Corriere del Mezzogiorno (Puglia)
INTEGRAZIONE E CAPORALI
L’emergenza al rione Libertà
La situazione del “Libertà”, ieri quartiere dei migliori ceti operai baresi, oggi è peggiorata oltre ogni preoccupazione, e potrebbe sfuggire al controllo delle autorità civili, estremo effetto di una continua alterazione del tessuto relazionale della città di Bari. Il borgo antico, per esempio, è diventato “moderno” intorno ai tavoli dei ristoranti, mentre un’onda di “migranti” dal Mediterraneo orientale e settentrionale ha letteralmente stravolto la composizione demografica di case e strade del “Libertà”; in pochissimi mesi è andato infranto ogni equilibrio, e ora appartamenti malandati risultano zeppi di individui dal comportamento poco decifrabile.
Liti, risse e urla sono continui, in un contesto dove i primi bisogni di vita spingono i nuovi arrivati fuori dai codici della convivenza sana, e li conducono al furto, alla violenza, allo sfruttamento della prostituzione e allo spaccio di stupefacenti. Bisogna essere chiari: nessuno vuole demonizzare questa gente che giunge disperata, e poi si perde nei labirinti di furbi di ogni stampo. È già successo nelle campagne, dove gli emigrati si sono accampati, puntando a integrarsi con il lavoro, e poi sono finiti nelle mani di veri schiavisti, capi e caporali senza scrupoli, improvvisamente rinati a sfruttare i sottoproletari della nuova Africa. Se si continua a considerare il problema del “Libertà” come un fenomeno di accoglienza mal riuscita o, peggio, come una manifestazione di umanità in attesa di giuste correzioni, magari da recuperare domani, non passerà molto tempo perché quelle strade divengano un’area franca, un luogo dimenticato dallo Stato e quasi non più recuperabile.

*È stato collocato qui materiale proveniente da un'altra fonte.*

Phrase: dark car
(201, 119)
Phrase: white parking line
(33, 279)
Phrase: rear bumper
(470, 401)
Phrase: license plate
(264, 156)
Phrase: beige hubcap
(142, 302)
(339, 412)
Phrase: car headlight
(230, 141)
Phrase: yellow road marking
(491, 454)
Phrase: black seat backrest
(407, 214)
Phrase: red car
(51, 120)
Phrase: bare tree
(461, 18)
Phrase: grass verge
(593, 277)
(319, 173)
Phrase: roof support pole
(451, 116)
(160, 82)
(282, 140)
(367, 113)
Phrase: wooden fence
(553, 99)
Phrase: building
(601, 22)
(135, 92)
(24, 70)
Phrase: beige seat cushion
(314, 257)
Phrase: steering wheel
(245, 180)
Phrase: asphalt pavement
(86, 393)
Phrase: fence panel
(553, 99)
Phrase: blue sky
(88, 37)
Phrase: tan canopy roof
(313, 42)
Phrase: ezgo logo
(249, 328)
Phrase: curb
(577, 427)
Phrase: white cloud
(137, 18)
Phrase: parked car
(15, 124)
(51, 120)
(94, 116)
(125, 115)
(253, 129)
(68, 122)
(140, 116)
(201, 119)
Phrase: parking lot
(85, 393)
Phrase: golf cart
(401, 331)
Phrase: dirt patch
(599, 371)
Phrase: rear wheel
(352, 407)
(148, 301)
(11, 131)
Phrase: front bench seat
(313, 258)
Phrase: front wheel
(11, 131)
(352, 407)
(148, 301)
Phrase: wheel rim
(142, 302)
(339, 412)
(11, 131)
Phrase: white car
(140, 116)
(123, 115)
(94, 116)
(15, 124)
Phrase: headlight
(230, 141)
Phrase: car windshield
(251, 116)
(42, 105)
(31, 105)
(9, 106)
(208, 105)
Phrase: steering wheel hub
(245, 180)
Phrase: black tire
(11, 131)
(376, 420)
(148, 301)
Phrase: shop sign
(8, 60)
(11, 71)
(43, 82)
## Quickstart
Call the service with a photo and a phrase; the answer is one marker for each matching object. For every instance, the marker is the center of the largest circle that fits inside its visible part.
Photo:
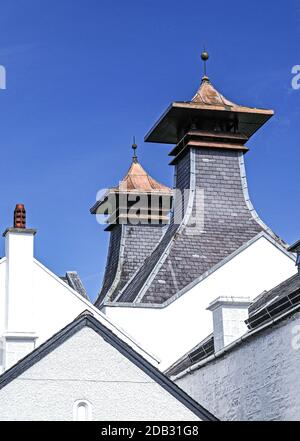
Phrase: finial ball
(204, 56)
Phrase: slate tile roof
(185, 253)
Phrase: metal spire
(134, 147)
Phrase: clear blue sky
(83, 76)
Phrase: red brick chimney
(20, 216)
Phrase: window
(82, 411)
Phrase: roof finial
(134, 147)
(204, 57)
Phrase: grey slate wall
(138, 242)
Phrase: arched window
(82, 411)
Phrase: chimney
(229, 315)
(295, 248)
(19, 303)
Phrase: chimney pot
(229, 315)
(20, 216)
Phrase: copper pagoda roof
(208, 103)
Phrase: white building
(34, 302)
(86, 372)
(215, 245)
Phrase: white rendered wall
(87, 368)
(172, 331)
(35, 304)
(257, 381)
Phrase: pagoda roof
(136, 181)
(208, 103)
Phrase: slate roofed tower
(213, 216)
(137, 209)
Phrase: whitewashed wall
(87, 368)
(35, 303)
(259, 380)
(172, 331)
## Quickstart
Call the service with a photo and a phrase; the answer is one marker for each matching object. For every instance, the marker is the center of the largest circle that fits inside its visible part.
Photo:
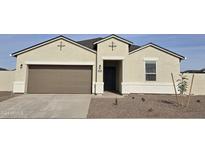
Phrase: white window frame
(150, 61)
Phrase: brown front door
(57, 79)
(109, 78)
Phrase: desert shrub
(182, 84)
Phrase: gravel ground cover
(146, 106)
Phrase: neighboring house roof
(3, 69)
(90, 45)
(159, 48)
(113, 36)
(195, 71)
(50, 41)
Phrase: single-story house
(61, 65)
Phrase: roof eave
(15, 54)
(163, 49)
(113, 36)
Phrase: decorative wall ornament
(112, 46)
(61, 45)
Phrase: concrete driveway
(46, 106)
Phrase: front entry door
(110, 78)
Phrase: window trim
(147, 61)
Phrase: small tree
(182, 84)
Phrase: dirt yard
(4, 95)
(146, 106)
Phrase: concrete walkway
(46, 106)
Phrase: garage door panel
(59, 79)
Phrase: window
(150, 70)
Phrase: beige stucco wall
(134, 66)
(198, 87)
(51, 54)
(104, 52)
(6, 80)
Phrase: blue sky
(192, 46)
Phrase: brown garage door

Non si tratta di mettere in campo misure di polizia pure e semplici, ma bisogna capire che una città si governa in sede amministrativa e in sede politica, con l’impegno del sindaco e con quello delle prefetture, prima che si cristallizzi la regola della cancellazione delle regole, e prima che “caporali” urbani e mafiosi portino al centro della Puglia quel genere di dominio feroce che hanno già praticato nei campi della regione. Viene in mente la posizione intellettuale dell’economista-filosofo Amartya Sen, quando ha illustrato la «democrazia degli altri», fra XX e XXI secolo. Invece oggi non riusciamo più ad amare la democrazia nostra, quella rappresentativa, fatta di diritti che non culturalmente moriranno, ma potrebbero essere dimenticati, se una prassi antigiuridica dovesse finire all’ombra di uno Stato distratto, incapace di misurare i rischi della globalizzazione, divenuti assai più ardui, di quelli dei conflitti novecenteschi.